İşte bu ayet böyle bir ortamda gelerek yanlış anlayışları bastırıp: “faizi kat kat yemeyin, Allah’tan korkun ki kurtuluşa eresiniz” ilkesini hatırlatıyor. Bunun “mefhum-u muhalifinden” hareketle: “Artırmadan yenilir” demek mümkün değildir. Fıkıhtaki bu kural her yerde kullanılabilecek bir yöntem de değildir. Bugün bizim için hükmün (Kur’an’ın) tamamı gelmiş, Kur’an tamamlanmıştır. Faizi kesinlikle yasaklayan ayetler Bakara suresinin 275-281 ayetleridir. Bu ayetlerde faiz kesin bir dil ile yasaklanmış, gerekçeleri de açıklanmış tır. Bundan sonra faiz, Müslüman için meşru bir kazanç yolu değildir. “Çoğu haram olan şeyin azı da haramdır” kaidesine göre de, azı-çoğu, kat-kat olanı ile olmayanı arasında fark yoktur. Kazanç yolunun faiz olması yeter sebeptir. “Karz-ı hasen” anlayışı İslam’ın önerdiği bir yöntem iken; faiz anlayışı da gayr-ı İslamî bir akidenin önerdiği bir yöntemdir. Bu nedenledir ki, Yüce Allah faize yönelenleri şöyle uyarmıştır:
“Böyle yapmazsanız (faizi bırakmazsanız), bunun Allah’a ve peygamberine karşı açılmış bir savaş olduğunu bilin. Eğer tevbe ederseniz sermayeniz sizindir. Böylece haksızlık etmemiş ve haksızlığa uğramamış olursunuz.” (Bakara 2/279)
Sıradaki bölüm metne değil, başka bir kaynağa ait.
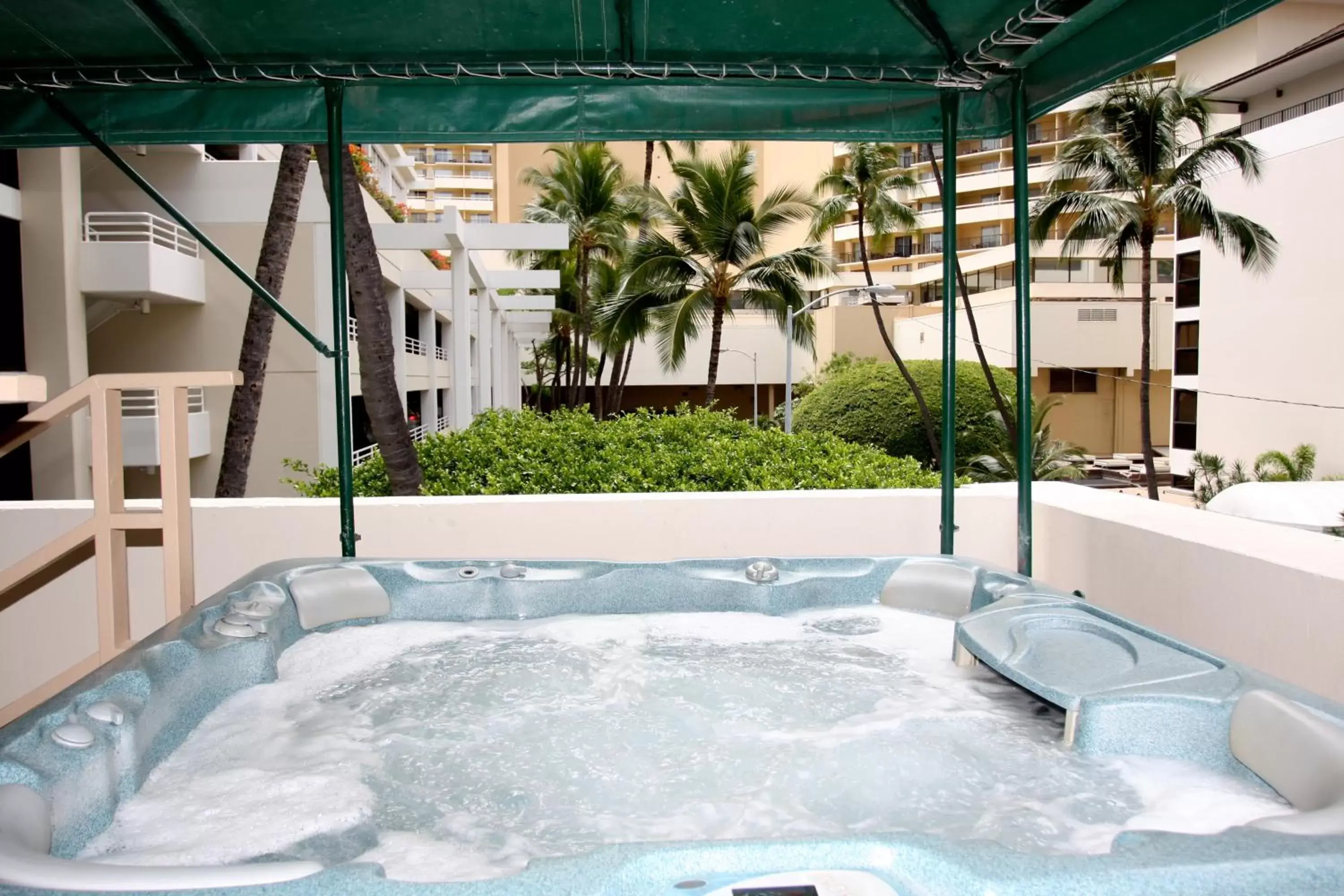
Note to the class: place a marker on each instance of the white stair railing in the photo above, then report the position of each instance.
(146, 402)
(139, 228)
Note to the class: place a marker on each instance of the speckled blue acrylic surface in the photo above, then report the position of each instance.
(172, 680)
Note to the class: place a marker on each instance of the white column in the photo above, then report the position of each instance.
(484, 349)
(397, 307)
(54, 331)
(429, 339)
(514, 371)
(460, 413)
(498, 359)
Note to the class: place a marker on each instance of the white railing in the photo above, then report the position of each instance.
(139, 228)
(418, 435)
(146, 402)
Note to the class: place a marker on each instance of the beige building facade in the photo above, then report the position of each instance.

“Öyle bir günden korkunuz ki, o gün Allah’a döndürüleceksiniz. Sonra da herkese kazancı tamamıyla ödenecek ve hiç kimse haksızlığa uğramayacaktır.” (Bakara 2/281)
“Faizi yasaklayan ayetlerin en son gelen hüküm ayetleri olduğu ve bu ayetler hakkında Peygamberimize yeterince soru sorulmadığından bu konu tam anlaşılmamıştır. Çünkü bu ayetlerin gelmesinden kısa bir zaman sonra Peygamberimiz vefat etmiştir” iddiasını asla doğru bulmuyoruz.
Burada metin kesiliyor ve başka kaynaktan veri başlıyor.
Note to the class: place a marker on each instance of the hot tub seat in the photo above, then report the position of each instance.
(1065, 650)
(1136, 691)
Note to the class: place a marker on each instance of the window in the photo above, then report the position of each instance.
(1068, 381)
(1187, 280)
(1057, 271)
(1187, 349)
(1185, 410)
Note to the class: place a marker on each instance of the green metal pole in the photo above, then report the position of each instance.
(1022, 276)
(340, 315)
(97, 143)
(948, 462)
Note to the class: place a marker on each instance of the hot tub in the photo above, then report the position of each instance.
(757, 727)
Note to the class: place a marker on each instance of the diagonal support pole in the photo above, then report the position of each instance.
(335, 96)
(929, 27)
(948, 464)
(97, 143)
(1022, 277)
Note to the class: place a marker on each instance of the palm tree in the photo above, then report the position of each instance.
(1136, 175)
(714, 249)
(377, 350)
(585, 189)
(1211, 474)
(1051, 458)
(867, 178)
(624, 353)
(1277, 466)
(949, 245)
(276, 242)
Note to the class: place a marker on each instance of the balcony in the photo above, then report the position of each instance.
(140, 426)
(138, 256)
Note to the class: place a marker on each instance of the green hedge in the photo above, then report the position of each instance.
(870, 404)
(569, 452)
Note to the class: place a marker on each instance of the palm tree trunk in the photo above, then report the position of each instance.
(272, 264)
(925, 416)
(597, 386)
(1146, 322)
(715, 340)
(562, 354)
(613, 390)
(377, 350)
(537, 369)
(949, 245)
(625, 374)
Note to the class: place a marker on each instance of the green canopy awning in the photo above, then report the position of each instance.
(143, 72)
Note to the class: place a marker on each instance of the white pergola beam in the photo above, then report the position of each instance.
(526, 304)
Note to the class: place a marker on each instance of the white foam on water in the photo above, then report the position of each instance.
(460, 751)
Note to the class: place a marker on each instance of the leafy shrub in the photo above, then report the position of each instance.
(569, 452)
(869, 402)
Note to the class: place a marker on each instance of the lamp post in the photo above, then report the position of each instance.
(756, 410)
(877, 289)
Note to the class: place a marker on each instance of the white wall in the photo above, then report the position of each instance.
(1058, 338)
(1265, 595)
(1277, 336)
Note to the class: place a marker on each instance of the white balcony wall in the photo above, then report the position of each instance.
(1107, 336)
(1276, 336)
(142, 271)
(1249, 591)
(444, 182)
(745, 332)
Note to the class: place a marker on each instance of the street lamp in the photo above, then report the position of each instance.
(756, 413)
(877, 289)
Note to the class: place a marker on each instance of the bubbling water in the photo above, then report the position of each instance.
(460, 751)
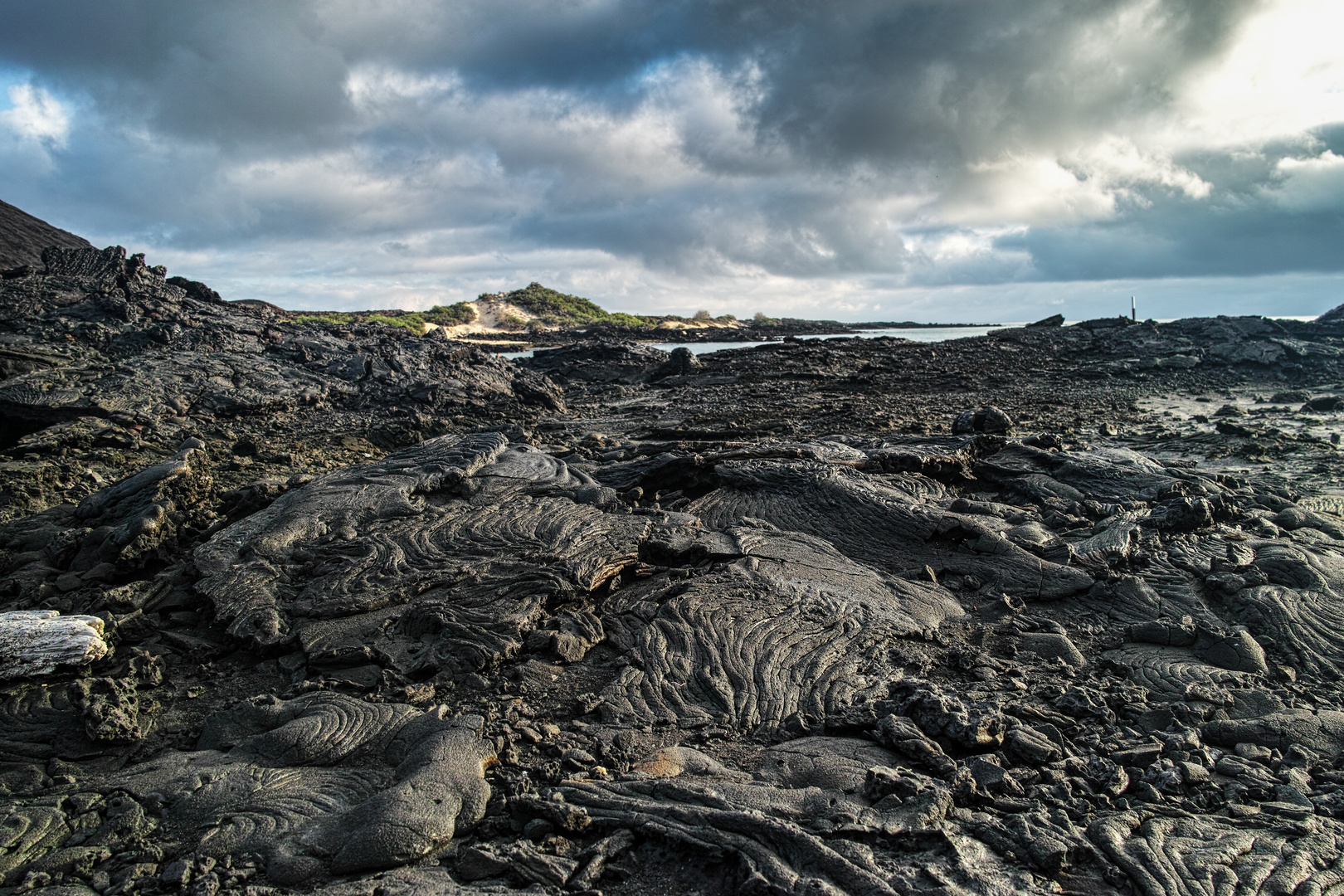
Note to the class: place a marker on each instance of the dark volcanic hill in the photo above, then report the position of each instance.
(338, 609)
(23, 238)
Allah dinini ikmal edip tamamladığını ve Islam adını verdiğini ve ondan da razı olduğunu (Maide 5/3) ifade etmiştir. Kur’an’da ayrıca birçok ayette: “Hakka dönsünler diye işte ayetleri böylece ayrı ayrı açıklıyoruz.” (Araf 7/174) “Suçluların yolu da açığa çıksın diye âyetleri işte böyle ayrı ayrı açıklarız” (Enam 6/55) ifadelerini de birlikte düşündüğümüzde, faiz ayetlerinin açıklanmadan, anlaşılmadan bırakılmış iddiasını anlamak mümkün değildir.
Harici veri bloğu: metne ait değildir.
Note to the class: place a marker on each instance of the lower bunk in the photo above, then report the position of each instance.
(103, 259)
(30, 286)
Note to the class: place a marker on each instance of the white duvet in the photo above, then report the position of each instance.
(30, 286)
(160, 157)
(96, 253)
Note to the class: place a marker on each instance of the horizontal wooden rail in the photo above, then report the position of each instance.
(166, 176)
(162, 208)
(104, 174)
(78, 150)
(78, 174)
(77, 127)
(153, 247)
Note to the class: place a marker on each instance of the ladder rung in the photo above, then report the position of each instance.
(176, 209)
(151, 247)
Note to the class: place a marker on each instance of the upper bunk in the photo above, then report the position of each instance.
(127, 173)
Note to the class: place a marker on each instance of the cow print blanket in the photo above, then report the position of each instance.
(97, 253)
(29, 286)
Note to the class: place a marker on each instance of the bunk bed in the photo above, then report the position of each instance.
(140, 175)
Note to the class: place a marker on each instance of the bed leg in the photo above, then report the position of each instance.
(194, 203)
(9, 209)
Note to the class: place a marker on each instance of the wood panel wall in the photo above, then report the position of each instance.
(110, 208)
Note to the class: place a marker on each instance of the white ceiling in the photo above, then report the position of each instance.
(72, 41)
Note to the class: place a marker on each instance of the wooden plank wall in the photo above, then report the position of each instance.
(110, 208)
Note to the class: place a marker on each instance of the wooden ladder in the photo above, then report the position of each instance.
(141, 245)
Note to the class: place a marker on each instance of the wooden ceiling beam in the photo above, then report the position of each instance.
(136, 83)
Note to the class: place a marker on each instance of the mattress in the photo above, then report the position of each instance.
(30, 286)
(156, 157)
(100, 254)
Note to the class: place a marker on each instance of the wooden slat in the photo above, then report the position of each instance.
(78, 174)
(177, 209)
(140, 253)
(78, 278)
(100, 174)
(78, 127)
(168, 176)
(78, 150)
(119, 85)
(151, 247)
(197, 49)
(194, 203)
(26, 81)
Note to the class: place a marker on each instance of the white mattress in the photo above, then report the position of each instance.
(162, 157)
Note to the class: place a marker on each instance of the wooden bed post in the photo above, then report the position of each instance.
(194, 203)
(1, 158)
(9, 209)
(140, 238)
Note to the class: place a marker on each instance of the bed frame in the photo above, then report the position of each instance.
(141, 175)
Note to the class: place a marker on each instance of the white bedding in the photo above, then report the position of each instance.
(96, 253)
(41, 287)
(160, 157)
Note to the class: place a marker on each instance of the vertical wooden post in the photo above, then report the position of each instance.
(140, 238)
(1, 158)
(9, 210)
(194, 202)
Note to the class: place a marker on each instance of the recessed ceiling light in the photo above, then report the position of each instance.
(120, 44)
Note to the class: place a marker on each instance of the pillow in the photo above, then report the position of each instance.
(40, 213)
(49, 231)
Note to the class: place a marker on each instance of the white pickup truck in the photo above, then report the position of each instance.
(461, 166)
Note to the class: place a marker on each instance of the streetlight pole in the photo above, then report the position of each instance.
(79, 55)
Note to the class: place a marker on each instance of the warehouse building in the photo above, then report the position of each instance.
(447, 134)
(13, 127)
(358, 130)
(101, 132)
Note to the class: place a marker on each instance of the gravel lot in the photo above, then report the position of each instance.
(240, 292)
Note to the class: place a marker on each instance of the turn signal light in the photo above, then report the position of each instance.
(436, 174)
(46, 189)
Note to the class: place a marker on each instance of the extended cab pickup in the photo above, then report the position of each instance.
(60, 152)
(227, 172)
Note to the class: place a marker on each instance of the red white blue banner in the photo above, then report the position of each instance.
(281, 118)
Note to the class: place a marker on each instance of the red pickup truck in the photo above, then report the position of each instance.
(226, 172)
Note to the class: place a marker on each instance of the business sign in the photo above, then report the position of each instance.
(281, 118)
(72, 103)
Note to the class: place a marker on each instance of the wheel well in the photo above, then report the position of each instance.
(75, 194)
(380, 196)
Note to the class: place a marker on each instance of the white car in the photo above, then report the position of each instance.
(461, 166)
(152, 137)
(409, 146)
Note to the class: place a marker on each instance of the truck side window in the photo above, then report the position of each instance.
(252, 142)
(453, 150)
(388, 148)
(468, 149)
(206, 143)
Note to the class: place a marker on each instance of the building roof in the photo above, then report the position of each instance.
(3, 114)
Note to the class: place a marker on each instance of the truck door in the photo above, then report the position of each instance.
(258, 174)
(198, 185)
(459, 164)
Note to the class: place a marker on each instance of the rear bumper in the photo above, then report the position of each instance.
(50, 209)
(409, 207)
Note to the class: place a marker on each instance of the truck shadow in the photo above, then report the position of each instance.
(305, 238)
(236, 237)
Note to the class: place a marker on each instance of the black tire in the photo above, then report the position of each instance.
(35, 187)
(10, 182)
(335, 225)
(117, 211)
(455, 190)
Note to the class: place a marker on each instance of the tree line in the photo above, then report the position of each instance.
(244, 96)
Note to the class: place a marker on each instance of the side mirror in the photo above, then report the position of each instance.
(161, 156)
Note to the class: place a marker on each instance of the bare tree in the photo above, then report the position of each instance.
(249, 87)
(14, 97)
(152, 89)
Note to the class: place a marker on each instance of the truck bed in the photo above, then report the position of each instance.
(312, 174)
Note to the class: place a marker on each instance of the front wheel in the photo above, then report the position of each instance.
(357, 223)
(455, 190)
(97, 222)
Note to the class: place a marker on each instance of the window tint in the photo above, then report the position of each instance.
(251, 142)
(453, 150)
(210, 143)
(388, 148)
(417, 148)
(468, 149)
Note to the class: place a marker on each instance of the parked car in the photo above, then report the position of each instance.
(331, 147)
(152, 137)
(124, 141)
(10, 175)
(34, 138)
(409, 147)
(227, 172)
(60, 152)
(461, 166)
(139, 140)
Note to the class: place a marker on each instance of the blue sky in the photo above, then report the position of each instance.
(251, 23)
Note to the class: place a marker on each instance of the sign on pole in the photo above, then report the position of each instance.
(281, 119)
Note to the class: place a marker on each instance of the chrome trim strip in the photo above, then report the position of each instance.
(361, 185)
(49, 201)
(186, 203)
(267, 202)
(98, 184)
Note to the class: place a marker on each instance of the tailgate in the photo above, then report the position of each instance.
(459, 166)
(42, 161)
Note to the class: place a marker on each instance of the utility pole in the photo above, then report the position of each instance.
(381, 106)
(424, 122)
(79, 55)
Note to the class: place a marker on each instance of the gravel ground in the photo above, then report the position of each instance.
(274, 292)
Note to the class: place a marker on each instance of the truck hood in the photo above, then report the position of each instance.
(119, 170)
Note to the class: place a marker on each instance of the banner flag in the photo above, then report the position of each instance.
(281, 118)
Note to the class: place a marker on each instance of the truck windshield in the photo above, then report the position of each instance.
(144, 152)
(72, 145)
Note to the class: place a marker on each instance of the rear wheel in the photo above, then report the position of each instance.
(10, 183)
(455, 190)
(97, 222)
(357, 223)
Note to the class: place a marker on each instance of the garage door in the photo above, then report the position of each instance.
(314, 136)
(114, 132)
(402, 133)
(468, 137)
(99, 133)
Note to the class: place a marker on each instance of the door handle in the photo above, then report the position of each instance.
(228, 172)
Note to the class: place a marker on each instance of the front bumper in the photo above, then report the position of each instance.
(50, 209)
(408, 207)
Tarihi bir belge olan Veda Hutbesi’nde de, bu konu zikredilmektedir: “Biliniz ki, faizin her çeşidi kaldırılmıştır. Allah böyle hükmetmiştir. İlk kaldırdığım faiz Abdülmuttalib’in oğlu -amcam- Abbas’ın faizidir. Ama anaparanız sizindir. Ne zulmediniz ne de zulme uğrayınız.”
Bu durum gösteriyor ki, ayetler Veda Haccı’ndan önce gelmiş ve ilk uygulamalar da yapılmıştır. Bundan sonra Veda Hutbesi’nde dünyaya ilan edilmiştir. Bu olaydan sonra (Veda Hutbesi: 8 Mart 632, vefatı: 27 Mayıs 632) yaklaşık üç ay aralarında yaşamıştır. Bu denli insanları ilgilendiren bir konuyu anlamamış olsalardı peygambere gelerek ne anlama geldiğini sormazlar mı idi? Olaylar gösteriyor ki, Allah’ın hükmünün ne anlama geldiği gayet açıktır. Faizin ne olduğu konusuna gelince, o toplum yediden yetmişe bunun her çeşidiyle iç içe yaşadığından bunun anlamını da herkesten iyi biliyorlardı. Ayrıca Peygamberin diliyle “her çeşidi” diye de açıklandığına göre konunun sorulacak yanı kalmamıştır. Allah hükmünü anlaşılmaz bir halde bırakır mı?